Conferência de ATER paraibana revela escritórios fechados e falta de técnicos da Emater com prejuízos para municípios

Escritório fechado, ausência completa de técnicos para trabalhar a extensão rural junto a agricultura familiar de todo o município, agricultores e agricultoras sem ter como se adequar no Pronaf já que não têm quem emita a DAP além de não ter quem faça o processo de certificação do ganho ou perda na safra agrícola no município.

Essa é a realidade pela qual passa o município de São Domingos do Cariri que ao participar das discussões das políticas de assistência técnica dentro da Conferência Territorial de Assistência Técnica e Extensão Rural que aconteceu na última quarta-feira(07/03), em Barra de São Miguel, preferiu conduzir para a realidade de desprezo que São Domingos está passando já que não tem um técnico extensionista o que tem gerado perdas e prejuízos os mais diversos para a agricultura familiar daquele município.

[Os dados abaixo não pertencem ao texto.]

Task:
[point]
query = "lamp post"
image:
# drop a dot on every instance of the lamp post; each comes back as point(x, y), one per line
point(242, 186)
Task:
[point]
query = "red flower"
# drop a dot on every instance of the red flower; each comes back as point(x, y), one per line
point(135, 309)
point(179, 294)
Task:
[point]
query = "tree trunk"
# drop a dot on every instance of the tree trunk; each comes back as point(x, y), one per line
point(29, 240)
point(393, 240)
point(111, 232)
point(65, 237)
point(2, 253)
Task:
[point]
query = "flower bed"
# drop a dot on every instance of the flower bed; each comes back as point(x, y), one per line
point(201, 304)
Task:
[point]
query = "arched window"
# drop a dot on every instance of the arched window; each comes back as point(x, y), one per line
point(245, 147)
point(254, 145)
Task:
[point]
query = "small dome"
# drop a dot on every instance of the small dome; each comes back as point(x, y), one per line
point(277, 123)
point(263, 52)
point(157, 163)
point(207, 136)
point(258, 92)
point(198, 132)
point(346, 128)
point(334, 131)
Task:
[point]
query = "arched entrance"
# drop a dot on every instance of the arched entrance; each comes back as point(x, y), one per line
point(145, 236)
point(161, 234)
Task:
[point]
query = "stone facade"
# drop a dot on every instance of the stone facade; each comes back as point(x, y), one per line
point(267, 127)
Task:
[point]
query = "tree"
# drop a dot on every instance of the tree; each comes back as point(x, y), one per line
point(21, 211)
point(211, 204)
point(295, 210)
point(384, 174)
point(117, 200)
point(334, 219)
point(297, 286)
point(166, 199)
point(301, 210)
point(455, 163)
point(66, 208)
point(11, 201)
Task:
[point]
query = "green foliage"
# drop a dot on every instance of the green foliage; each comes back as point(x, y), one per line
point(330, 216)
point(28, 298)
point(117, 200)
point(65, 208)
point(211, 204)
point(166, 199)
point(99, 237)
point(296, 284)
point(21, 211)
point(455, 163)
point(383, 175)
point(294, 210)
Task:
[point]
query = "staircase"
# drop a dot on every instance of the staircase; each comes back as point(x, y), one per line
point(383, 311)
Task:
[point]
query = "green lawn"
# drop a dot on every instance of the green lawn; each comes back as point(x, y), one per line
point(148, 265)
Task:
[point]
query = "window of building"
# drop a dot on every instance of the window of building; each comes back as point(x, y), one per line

Stúdio Rural entrevistou o presidente do Sindicato dos Trabalhadores Rurais daquele município, Antônio Pereira Diniz(foto), que lamentou a realidade pela qual passa a agricultura familiar daquele município. “A gente não tem um acompanhamento técnico de nada dentro do município de São Domingos, não tem acompanhamento técnico e isso fica ruim para os agricultores que querem fazer um projeto , se faz o projeto libera o dinheiro e depois como é que ele vai saber administrar se não tem um acompanhamento técnico? E isso compromete até a produção porque a pessoa não vai poder gerir os recursos na propriedade se não tem um preparo e nenhum acompanhamento e esse acompanhamento e orientação é primeiro lugar para poder o agricultor ter uma renda através daquele projeto, então eu como presidente do sindicato estou correndo atrás”, explica aquele líder dizendo que sem profissional técnico fica difícil o sucesso do agricultor.

Pereira Diniz disse que agora mesmo o município tem um projeto para ser desenvolvido na área da habitação rural e as famílias estão enfrentando dificuldade porque não estão tendo como ter acesso a DAP, Declaração de Aptidão ao Pronaf nem estão tendo condições de participar por falta de escritório com técnico extensionista. “Dá um desgosto grande, e principalmente na gente que é sindicalista, que é presidente de sindicato e vê a necessidade do campo, a gente provoca as autoridades que até agora não se movimentaram. Mas com tanta pressão e uma reunião como essa daqui a gente vê municípios com mil maravilhas e a gente lá sofrendo no recanto do município igualmente a São Domingos”, lamenta Diniz.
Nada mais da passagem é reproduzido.